Neid und Missgunst allerorten: Einen regelrechten Kleinkrieg liefern sich seit einiger Zeit der Bauer Verlag, bekanntlich Verleger der „Bravo“, und ein kleiner Verlag aus Dresden, der das kostenlose, alle zwei Monate erscheinende, Jugendmagazin „Spiesser“ verlegt.

Zunächst stritt man sich über die Äußerung „Scheiß Bauer-Verlag“ auf spiesser.de, dann wehrte sich der Bauer-Verlag gegen die kostenlose Verteilung des „Spiesser“ an Schulen. Jetzt streiten die Kontrahenten zum wiederholten Mal um Auflagenzahlen und die Werbung damit.

„Spiesser“ behauptete eine Auflage von über 750.000 Exemplaren. Das ließ Bauer vor Neid erblassen – hat doch Bravo nur eine Auflage von knapp 400.000. Bauer klagte beim Landgericht Hamburg , und zwar mit dem Argument, die Angabe der Auflage sei bei „Spiesser“ deshalb irreführend, weil gar nicht überprüft werden könne, ob die Hefte an Schulen tatsächlich ausgelegt würden und damit die Empfänger erreichten. „Spiesser“ berief auf die Zahlen der Informationsgemeinschaft zur Feststellung der Verbreitung von Werbeträgern (IVW).
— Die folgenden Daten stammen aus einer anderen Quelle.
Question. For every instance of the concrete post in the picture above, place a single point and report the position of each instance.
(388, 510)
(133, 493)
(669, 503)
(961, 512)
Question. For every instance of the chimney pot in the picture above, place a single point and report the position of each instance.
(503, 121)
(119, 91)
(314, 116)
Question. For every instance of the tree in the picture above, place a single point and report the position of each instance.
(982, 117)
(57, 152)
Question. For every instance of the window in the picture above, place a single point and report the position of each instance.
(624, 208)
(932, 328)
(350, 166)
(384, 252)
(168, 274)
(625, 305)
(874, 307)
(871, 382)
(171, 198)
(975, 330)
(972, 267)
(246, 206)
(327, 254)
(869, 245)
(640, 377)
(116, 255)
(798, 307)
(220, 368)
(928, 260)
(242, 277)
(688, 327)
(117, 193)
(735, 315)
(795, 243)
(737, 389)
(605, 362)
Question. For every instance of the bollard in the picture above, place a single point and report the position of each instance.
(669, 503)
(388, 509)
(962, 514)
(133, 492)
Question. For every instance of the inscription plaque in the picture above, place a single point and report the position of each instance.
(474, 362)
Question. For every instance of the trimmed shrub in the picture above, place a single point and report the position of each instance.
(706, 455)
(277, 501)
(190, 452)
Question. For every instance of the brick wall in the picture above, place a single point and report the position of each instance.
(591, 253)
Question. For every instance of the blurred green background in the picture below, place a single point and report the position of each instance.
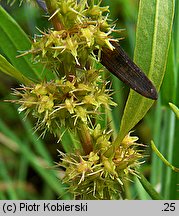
(26, 161)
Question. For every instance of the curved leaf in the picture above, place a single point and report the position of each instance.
(153, 36)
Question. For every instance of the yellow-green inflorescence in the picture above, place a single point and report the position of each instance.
(76, 97)
(96, 176)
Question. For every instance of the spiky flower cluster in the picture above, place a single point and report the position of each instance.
(65, 102)
(97, 176)
(85, 29)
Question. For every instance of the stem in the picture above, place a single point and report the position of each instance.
(149, 188)
(52, 8)
(85, 139)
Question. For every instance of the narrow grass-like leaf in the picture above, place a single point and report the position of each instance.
(153, 36)
(8, 69)
(14, 39)
(175, 109)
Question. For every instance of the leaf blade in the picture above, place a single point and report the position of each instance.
(152, 45)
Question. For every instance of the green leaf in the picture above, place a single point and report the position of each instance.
(175, 109)
(153, 36)
(12, 40)
(8, 69)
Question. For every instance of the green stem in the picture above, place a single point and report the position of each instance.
(149, 188)
(52, 8)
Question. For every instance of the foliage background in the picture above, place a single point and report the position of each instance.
(26, 162)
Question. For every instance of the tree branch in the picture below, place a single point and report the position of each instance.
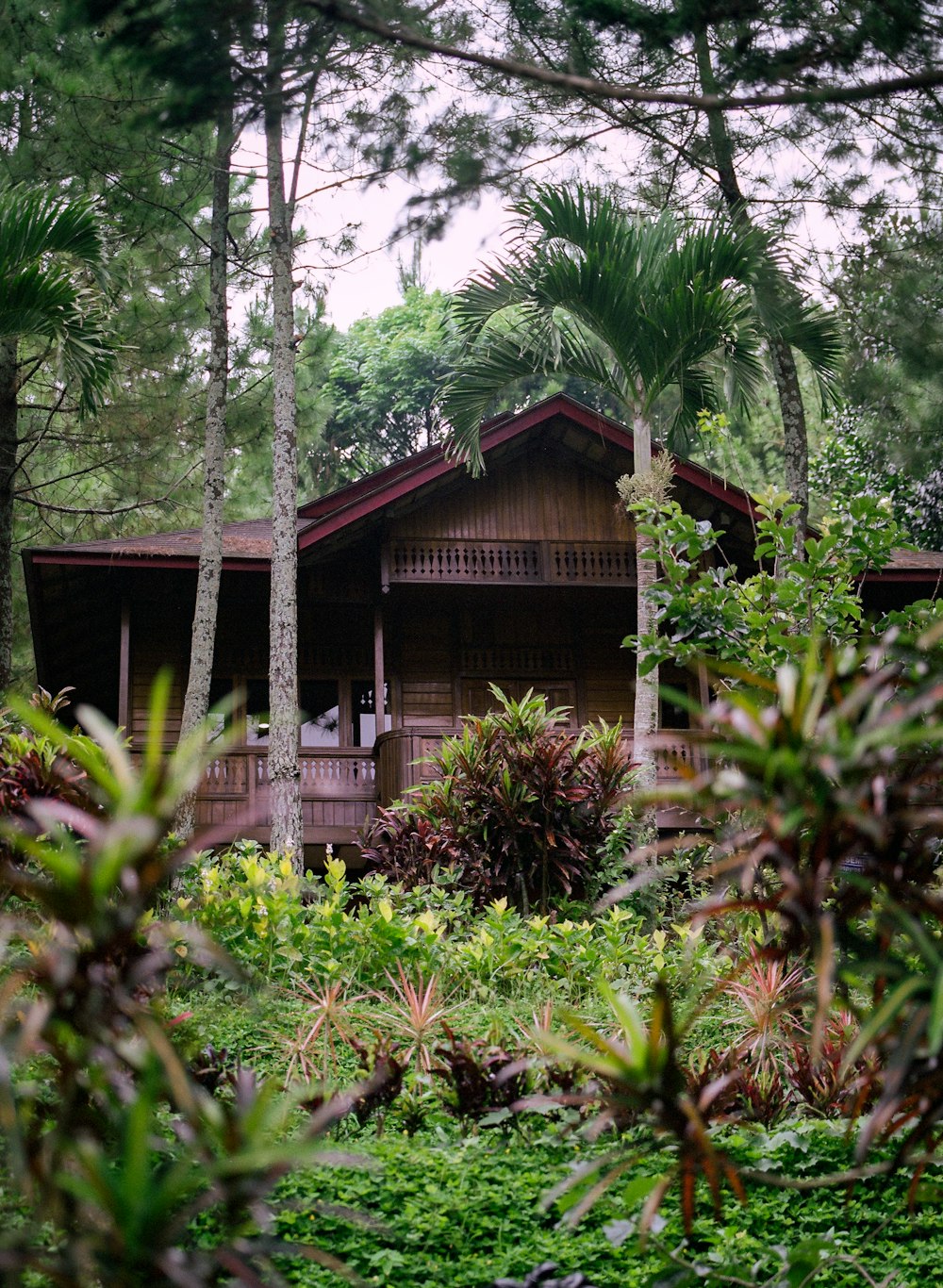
(593, 88)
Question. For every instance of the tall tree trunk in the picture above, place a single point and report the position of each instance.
(9, 444)
(785, 373)
(282, 680)
(646, 713)
(204, 634)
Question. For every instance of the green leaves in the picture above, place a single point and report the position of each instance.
(630, 306)
(52, 285)
(763, 621)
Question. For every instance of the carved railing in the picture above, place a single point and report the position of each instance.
(507, 563)
(339, 774)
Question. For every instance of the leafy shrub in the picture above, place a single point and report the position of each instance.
(518, 810)
(91, 1077)
(32, 766)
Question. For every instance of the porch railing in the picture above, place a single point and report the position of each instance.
(341, 787)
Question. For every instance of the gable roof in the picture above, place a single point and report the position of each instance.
(344, 513)
(249, 544)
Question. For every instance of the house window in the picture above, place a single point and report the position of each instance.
(338, 713)
(363, 713)
(320, 701)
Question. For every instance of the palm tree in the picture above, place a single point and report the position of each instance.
(52, 292)
(634, 306)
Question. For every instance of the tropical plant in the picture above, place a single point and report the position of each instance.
(759, 622)
(636, 308)
(53, 278)
(518, 808)
(87, 1133)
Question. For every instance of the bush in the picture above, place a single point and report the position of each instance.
(520, 809)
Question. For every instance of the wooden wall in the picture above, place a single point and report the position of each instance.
(538, 497)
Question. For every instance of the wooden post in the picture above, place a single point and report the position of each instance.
(125, 668)
(379, 679)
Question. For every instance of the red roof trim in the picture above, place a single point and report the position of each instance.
(358, 500)
(143, 560)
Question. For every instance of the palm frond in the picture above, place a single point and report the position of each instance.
(633, 306)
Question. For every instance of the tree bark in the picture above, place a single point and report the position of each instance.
(646, 711)
(9, 443)
(284, 745)
(208, 574)
(785, 373)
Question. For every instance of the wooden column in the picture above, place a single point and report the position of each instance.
(379, 678)
(125, 668)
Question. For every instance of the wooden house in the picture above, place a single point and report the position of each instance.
(421, 584)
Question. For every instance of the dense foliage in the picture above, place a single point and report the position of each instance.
(686, 1060)
(518, 808)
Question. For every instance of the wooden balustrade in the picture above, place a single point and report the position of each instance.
(507, 563)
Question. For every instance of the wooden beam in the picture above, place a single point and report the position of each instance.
(379, 678)
(125, 666)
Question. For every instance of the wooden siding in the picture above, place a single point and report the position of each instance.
(541, 497)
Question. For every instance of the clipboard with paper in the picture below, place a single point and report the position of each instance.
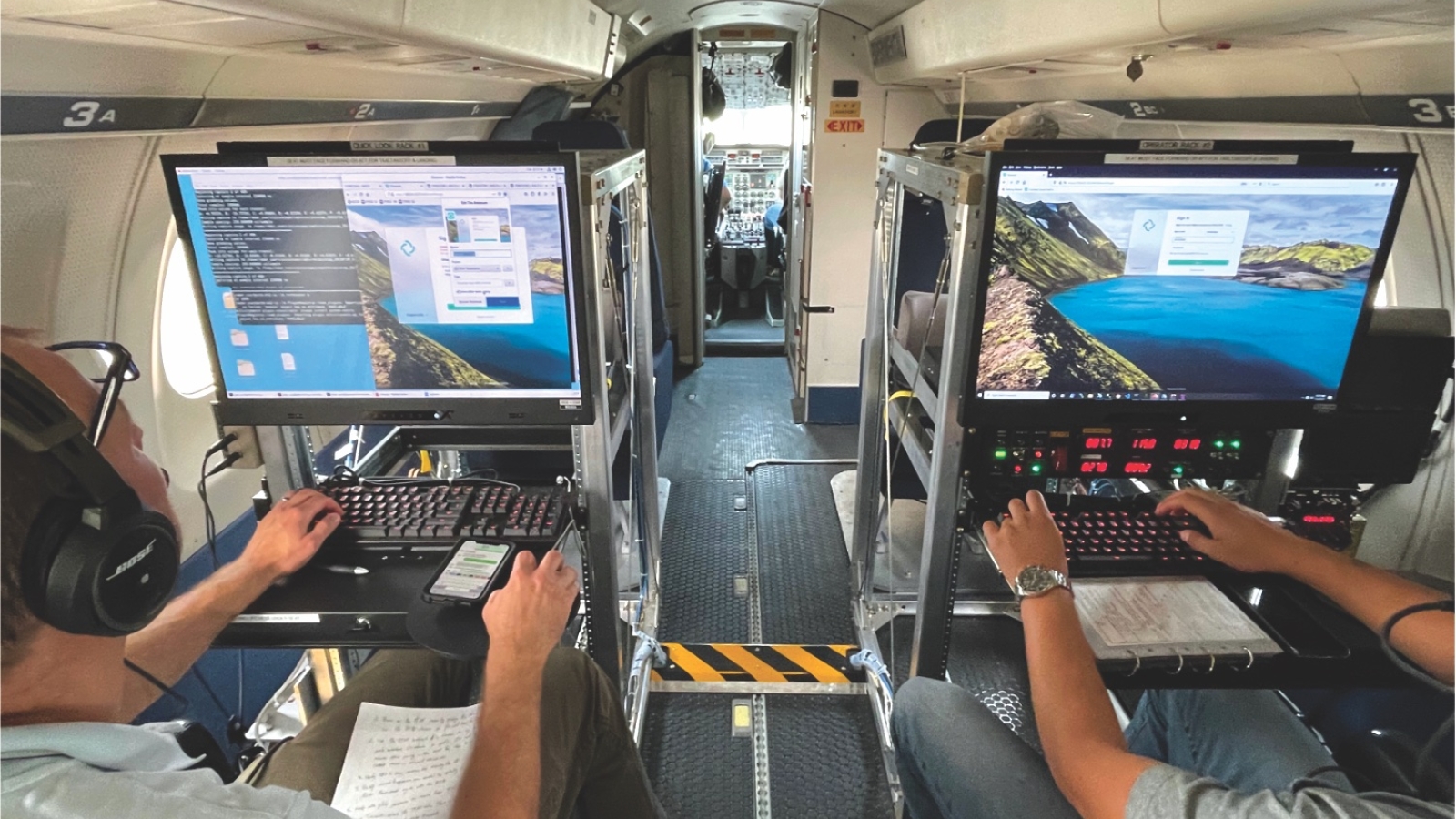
(1169, 622)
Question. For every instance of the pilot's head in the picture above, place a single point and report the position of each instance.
(24, 493)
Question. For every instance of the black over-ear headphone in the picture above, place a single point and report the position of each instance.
(96, 559)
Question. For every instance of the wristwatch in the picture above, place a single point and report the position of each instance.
(1037, 581)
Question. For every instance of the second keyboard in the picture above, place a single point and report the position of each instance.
(449, 511)
(1128, 542)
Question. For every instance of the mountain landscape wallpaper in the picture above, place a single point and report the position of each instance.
(463, 356)
(1063, 317)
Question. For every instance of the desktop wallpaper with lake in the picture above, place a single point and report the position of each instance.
(1063, 317)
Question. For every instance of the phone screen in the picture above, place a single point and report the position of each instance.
(470, 570)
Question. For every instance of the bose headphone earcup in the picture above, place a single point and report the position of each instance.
(106, 584)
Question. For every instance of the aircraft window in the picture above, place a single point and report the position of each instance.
(772, 126)
(184, 346)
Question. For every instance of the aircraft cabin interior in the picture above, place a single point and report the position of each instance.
(759, 319)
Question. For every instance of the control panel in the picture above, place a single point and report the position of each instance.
(1325, 516)
(1121, 452)
(743, 229)
(754, 179)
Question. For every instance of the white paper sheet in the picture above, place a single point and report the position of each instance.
(1164, 612)
(405, 763)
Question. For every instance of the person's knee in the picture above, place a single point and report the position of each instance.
(917, 700)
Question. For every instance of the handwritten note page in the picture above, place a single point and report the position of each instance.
(405, 763)
(1169, 611)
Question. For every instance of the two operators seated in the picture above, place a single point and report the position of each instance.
(552, 736)
(1186, 753)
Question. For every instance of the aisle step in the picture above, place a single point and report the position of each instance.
(781, 665)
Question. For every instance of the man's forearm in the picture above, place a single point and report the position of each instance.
(502, 777)
(187, 627)
(1079, 733)
(1372, 595)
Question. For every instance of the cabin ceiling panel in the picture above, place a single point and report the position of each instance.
(542, 41)
(945, 38)
(1417, 66)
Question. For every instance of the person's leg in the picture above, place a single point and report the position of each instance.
(589, 760)
(408, 678)
(1247, 739)
(958, 761)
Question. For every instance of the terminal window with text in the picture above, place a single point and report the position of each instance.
(1178, 281)
(386, 281)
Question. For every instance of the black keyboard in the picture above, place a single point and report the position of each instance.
(1116, 542)
(408, 511)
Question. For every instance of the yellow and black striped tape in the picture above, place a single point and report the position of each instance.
(732, 662)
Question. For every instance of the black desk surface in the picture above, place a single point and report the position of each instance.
(318, 606)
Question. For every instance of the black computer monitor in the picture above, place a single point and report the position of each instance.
(1118, 288)
(437, 286)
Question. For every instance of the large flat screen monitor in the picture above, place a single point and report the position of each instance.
(1198, 288)
(436, 288)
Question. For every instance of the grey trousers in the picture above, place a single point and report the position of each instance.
(589, 760)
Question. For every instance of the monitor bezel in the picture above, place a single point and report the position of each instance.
(1092, 413)
(410, 411)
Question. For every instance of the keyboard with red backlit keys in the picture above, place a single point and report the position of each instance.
(429, 511)
(1123, 542)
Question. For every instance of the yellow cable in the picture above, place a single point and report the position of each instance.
(895, 395)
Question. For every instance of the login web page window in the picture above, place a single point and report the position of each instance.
(389, 281)
(1178, 283)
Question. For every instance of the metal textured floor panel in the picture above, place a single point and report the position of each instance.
(705, 545)
(735, 410)
(803, 566)
(824, 760)
(987, 659)
(698, 768)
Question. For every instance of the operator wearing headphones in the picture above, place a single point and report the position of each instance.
(86, 570)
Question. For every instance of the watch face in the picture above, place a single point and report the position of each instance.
(1036, 579)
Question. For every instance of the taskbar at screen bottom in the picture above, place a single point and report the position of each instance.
(506, 394)
(1148, 397)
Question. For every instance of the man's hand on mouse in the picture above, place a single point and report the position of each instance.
(528, 617)
(1238, 535)
(291, 532)
(1026, 537)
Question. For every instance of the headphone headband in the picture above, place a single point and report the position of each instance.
(96, 560)
(38, 419)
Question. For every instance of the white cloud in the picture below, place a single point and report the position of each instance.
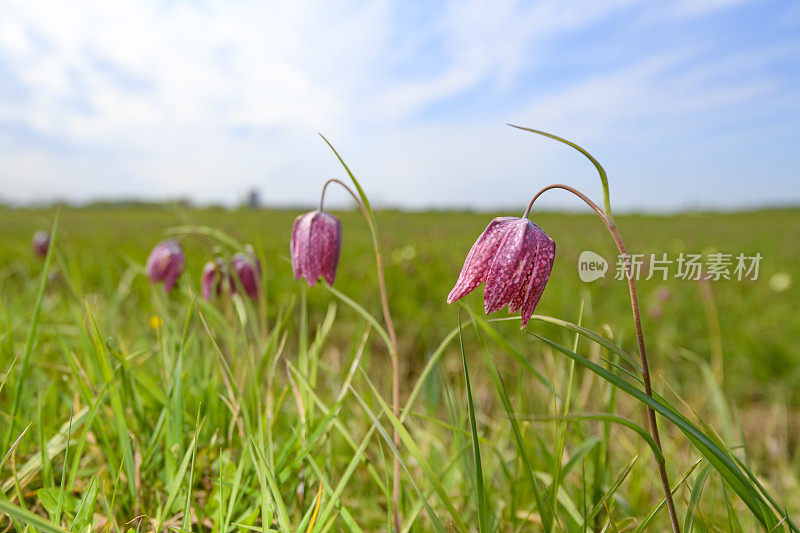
(207, 99)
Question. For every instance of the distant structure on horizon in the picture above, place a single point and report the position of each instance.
(253, 199)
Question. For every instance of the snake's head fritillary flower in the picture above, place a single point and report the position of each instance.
(248, 269)
(41, 242)
(514, 257)
(315, 245)
(212, 277)
(165, 264)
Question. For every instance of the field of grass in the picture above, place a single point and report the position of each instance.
(122, 408)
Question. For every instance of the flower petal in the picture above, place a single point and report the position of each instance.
(543, 265)
(326, 243)
(298, 246)
(510, 266)
(476, 266)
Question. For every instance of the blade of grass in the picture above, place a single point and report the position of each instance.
(31, 339)
(28, 518)
(418, 456)
(694, 499)
(543, 503)
(721, 461)
(483, 523)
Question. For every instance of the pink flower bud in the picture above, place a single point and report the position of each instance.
(41, 242)
(248, 270)
(315, 245)
(514, 257)
(165, 264)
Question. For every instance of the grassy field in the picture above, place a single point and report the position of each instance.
(139, 410)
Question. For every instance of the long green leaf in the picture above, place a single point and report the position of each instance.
(721, 461)
(476, 450)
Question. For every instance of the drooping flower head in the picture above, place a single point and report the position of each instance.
(248, 269)
(165, 264)
(514, 257)
(212, 279)
(41, 242)
(315, 245)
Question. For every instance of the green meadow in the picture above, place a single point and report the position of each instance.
(123, 408)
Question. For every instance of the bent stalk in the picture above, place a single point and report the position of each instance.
(637, 322)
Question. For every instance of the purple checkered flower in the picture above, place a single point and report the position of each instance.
(514, 257)
(165, 264)
(41, 242)
(315, 245)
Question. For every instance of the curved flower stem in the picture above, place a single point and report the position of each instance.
(387, 317)
(637, 322)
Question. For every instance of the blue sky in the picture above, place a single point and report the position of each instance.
(688, 104)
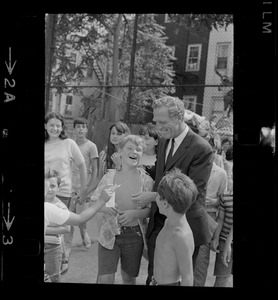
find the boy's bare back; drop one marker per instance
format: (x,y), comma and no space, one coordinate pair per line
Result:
(173,254)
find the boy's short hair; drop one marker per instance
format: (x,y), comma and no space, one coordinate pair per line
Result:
(226,140)
(80,121)
(178,190)
(136,139)
(53,173)
(229,153)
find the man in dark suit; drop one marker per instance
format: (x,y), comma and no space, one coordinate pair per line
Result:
(190,153)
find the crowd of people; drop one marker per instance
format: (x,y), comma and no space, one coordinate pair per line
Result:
(165,193)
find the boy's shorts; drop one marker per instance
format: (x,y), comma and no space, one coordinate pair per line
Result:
(220,270)
(129,247)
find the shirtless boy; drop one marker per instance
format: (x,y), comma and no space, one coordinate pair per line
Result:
(175,243)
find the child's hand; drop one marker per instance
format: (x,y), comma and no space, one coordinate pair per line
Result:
(107,192)
(226,255)
(126,217)
(214,244)
(117,159)
(111,211)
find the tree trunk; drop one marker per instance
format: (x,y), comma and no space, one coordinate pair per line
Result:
(112,105)
(132,59)
(49,45)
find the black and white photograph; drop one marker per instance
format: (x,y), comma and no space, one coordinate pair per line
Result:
(130,178)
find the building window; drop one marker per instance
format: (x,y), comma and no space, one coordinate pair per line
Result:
(69,100)
(173,51)
(193,57)
(167,19)
(223,50)
(190,102)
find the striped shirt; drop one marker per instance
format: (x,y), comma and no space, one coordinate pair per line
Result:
(226,205)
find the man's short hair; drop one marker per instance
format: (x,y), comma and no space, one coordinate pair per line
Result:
(178,190)
(175,106)
(80,121)
(53,173)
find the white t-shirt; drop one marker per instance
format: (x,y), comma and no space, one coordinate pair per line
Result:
(54,215)
(89,151)
(60,155)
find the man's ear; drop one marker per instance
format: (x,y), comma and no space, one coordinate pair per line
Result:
(165,203)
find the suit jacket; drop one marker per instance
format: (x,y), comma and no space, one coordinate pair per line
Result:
(194,157)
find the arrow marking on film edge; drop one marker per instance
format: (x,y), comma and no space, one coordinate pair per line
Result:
(10,67)
(7,222)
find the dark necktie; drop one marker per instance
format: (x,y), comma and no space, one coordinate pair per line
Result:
(170,154)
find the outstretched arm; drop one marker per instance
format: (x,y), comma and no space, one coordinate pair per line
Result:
(57,229)
(87,214)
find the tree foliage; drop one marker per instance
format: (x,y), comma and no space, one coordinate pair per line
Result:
(90,37)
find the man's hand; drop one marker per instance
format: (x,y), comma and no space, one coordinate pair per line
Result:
(82,197)
(117,159)
(226,255)
(107,192)
(144,198)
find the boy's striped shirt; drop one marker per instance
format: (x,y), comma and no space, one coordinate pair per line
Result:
(226,205)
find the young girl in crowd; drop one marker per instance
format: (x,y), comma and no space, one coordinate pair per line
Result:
(53,236)
(122,234)
(151,137)
(59,154)
(109,157)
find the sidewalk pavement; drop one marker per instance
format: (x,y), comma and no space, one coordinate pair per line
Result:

Das Landgericht Hamburg gab „Spiesser“ jetzt, wie SPIEGEL ONLINE berichtet, recht. Es sieht in den Zahlen keine den Wettbewerb beeinträchtigende Irreführung. Die Auflagenzahlen seien nicht für Leser, sondern nur für potentielle Werbekunden interessant. Diese könnten die Zahlen indes einordnen und wüssten, dass es bei Gratiszeitungen Messungenauigkeiten gebe.

UPDATE (8. August 2011): Der Bauer-Verlag ist nicht in Berufung gegangen, so dass das Urteil rechtskräftig ist.